Talk about a movie without an audience. The audience attracted by Serenity’s Matthew McConaughey and Anne Hathaway film noir-ish illusion will be at best confused by and at worst angry at its trickery. McConaughey stars as Baker Dill, a charter boat captain paid to ferry tourists visiting Plymouth Island who are interested in catching some big fish, as well as some rays. Baker is more obsessed with catching the big one that keeps getting away than he is making a living when a blonde femme fatale, Karen Zariakis (Hathaway), appears with a $10 million scheme to kill her abusive husband, Frank (Jason Clarke, reveling in Frank’s supreme nastiness). Apparently, Baker had another life once, and Karen is his ex-wife. She even baits her hook with the safety of their teenage son, Patrick (Rafael Sayegh), who is a target of Frank’s rage.
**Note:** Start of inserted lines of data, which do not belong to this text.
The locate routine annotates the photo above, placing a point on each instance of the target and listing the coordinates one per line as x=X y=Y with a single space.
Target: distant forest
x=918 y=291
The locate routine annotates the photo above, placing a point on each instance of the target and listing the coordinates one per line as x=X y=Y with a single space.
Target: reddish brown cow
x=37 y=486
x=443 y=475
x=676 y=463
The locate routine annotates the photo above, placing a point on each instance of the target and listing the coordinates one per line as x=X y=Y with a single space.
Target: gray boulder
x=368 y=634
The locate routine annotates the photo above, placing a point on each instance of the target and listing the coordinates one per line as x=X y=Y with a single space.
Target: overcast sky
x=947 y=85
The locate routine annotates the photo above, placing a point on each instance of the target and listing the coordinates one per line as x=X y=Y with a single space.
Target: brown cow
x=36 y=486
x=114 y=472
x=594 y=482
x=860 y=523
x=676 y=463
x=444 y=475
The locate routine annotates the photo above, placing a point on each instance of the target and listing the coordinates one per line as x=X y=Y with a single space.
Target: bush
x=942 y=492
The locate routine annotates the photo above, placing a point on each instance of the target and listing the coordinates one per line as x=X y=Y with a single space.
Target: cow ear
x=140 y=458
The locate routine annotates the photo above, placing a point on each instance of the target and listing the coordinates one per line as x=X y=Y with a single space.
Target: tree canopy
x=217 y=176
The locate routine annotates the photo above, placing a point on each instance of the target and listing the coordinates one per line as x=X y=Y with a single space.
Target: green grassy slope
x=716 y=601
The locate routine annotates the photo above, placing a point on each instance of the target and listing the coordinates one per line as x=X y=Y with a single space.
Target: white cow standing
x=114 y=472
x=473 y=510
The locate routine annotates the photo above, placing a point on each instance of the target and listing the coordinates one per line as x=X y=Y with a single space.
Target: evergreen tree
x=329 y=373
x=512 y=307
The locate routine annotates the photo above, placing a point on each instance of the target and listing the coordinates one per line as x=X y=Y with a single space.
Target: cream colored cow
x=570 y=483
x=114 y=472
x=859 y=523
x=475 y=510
Or so it all seems, until a persistent tackle company representative named Reid Miller (Jeremy Strong) blows up the entire narrative. McConaughey has not sweated this much since 1996’s A Time to Kill—it’s hard work selling writer-director Steven Knight’s script. Were the movie to remain a sexy, noir-ish crime drama throughout, it would please a small adult audience and quickly be forgotten until its inevitable airings on cable. McConaughey bares so much skin, the movie is likely to start rumors he has the lower anatomy of a Ken doll, and Hathaway has matured into a terrific Barbara Stanwyck.

Just as the film gets comfortable with itself, Knight makes a sharp turn into a subpar “Black Mirror” episode. The move may make the movie more original than it first appears, but originality is not always an improvement.